C'est même ainsi qu'il a identifié le premier lithophone saharien en 2004.

A l'époque, il commence par le tenir serré dans la main ou posé sur une table avant de le frapper "tout doucement" à l'aide d'un petit maillet, "mais ça sonnait pas terrible".

"Et puis je me suis rappelé du piano de ma grand-mère et des petits bouts de feutrine placés sous les cordes pour qu'elles sonnent bien. Alors j'ai été fouiller dans les poubelles du Muséum pour récupérer des bouts de mousse, j'ai posé le lithophone dessus et là, il a fait +tiiiiinnnnggggg+!", raconte M. Gonthier.

La pierre en question sera déclarée officiellement instrument de musique lithophonique en 2009. "Personne ne l'avait démontré avant nous, ça paraissait intolérable à mes confrères", bien que ce genre d'instrument soit connu dans d'autres parties du monde, en Asie par exemple, lance Erik Gonthier.

Coup de chance, ce premier lithophone est aussi "le plus beau" et sert de référence à tous ceux qui ont depuis lors été identifiés dans les collections du Muséum, ce qui lui vaut le surnom de "Stradivarius".

De la Mauritanie au Soudan en passant par le Niger ou la Côte d'Ivoire, ces instruments sont âgés de 10.000 à 4.500 ans.

"C'est le premier MP3 de l'humanité: un objet qui contient du son et qu'on peut transporter avec soi", contrairement aux stalactites d'une grotte ou à une grosse pierre angulaire avec lesquels nos ancêtres jouaient aussi certainement de la musique, estime le spécialiste.

Un objet rare et donc précieux. Découvert à 1.500 km de sa roche d'origine, le "Stradivarius" aurait nécessité deux ans de travail pour façonner "grain par grain" cette roche très dure, selon lui.

Comment en jouait-on? "Il faut deux points d'appui, peut-être à l'époque des supports en cuir ou fibres végétales, ou même posé sur les chevilles nues.

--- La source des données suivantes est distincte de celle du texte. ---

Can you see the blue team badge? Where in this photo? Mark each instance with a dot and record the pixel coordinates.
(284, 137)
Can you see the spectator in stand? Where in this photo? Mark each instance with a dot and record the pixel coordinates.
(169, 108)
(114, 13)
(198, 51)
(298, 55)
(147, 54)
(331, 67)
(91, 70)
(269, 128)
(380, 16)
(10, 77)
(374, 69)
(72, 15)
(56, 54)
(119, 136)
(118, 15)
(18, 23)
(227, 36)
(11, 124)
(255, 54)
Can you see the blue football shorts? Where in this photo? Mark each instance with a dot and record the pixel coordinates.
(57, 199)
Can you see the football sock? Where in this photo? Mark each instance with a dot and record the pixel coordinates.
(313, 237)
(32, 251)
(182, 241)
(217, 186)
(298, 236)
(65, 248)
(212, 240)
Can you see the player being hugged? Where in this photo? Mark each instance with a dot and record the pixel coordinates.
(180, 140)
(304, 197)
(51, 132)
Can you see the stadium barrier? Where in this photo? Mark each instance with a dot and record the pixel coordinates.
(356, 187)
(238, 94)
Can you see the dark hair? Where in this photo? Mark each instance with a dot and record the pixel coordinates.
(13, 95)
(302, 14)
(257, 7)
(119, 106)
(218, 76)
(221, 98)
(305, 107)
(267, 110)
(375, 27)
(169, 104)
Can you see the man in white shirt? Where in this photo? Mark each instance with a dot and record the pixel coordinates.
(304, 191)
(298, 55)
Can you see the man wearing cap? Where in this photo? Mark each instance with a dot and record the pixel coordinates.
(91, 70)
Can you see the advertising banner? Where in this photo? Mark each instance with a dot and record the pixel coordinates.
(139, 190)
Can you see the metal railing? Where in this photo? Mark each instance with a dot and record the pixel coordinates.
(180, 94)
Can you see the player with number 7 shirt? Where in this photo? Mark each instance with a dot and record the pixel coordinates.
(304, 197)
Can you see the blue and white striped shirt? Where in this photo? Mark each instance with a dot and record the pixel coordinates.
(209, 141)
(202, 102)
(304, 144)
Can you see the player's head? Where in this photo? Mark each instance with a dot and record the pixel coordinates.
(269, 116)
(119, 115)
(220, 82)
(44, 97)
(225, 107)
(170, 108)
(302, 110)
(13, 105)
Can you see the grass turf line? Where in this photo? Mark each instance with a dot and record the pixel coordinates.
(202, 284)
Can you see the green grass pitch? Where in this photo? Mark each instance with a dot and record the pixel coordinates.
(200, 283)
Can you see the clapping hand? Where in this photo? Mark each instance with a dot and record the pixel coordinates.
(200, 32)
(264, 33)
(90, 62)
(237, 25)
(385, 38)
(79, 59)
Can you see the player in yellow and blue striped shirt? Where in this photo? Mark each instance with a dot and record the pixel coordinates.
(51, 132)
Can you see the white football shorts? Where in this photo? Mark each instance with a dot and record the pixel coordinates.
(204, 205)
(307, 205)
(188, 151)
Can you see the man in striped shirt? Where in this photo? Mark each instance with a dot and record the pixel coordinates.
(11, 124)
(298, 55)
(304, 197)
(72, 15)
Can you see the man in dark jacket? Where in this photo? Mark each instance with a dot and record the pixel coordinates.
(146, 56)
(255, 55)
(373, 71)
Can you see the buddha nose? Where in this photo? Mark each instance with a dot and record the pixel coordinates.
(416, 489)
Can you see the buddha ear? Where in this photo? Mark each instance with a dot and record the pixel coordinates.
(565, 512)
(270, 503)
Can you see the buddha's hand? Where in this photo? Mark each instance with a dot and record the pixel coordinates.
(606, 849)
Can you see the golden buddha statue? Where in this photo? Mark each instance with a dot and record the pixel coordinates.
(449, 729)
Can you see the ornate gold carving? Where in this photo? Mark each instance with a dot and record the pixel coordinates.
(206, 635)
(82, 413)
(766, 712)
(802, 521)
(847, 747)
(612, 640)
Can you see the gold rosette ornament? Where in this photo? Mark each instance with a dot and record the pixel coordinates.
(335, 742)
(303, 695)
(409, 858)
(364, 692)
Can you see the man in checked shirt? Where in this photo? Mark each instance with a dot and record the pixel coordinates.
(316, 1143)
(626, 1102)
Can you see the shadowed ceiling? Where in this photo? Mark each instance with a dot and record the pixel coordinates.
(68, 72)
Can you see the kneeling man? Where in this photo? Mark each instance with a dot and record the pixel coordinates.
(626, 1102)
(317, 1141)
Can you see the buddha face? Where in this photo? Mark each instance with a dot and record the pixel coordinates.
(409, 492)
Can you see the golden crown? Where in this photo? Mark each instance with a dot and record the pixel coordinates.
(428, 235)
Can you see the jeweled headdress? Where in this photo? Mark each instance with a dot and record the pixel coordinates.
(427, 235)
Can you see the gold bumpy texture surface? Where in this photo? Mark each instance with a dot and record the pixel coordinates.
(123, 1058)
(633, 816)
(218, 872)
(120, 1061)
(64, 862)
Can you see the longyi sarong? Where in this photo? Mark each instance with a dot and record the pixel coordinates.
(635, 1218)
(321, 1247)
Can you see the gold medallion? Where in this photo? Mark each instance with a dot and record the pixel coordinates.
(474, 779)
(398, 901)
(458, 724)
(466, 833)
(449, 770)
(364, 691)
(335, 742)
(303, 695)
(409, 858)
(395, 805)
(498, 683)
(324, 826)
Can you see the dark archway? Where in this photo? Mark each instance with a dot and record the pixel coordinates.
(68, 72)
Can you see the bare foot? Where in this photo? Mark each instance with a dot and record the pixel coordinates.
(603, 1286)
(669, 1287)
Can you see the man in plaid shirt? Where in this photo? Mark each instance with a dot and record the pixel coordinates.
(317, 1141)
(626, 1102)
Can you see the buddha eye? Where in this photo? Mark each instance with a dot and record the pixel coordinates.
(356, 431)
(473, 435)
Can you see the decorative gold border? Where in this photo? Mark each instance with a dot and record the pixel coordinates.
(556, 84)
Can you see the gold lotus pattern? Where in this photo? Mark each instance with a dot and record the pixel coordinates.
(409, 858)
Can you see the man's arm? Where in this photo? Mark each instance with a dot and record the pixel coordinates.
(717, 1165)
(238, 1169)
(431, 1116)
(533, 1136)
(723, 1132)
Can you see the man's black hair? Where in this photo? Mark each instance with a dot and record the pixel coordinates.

Ils tapaient dessus, avec des cailloux, du bois... on ne sait pas exactement mais le son est intact."

"Quand j'entends mes collègues parler d'art préhistorique et oublier de citer la musique et les lithophones dans les grottes, ça me met hors de moi!", s'emporte ce passionné, qui aimerait pouvoir aller taper dans les grottes aux peintures rupestres pour vérifier si certaines stalactites auraient pu servir d'instruments de musique dans les "premières salles de cinéma" de l'humanité.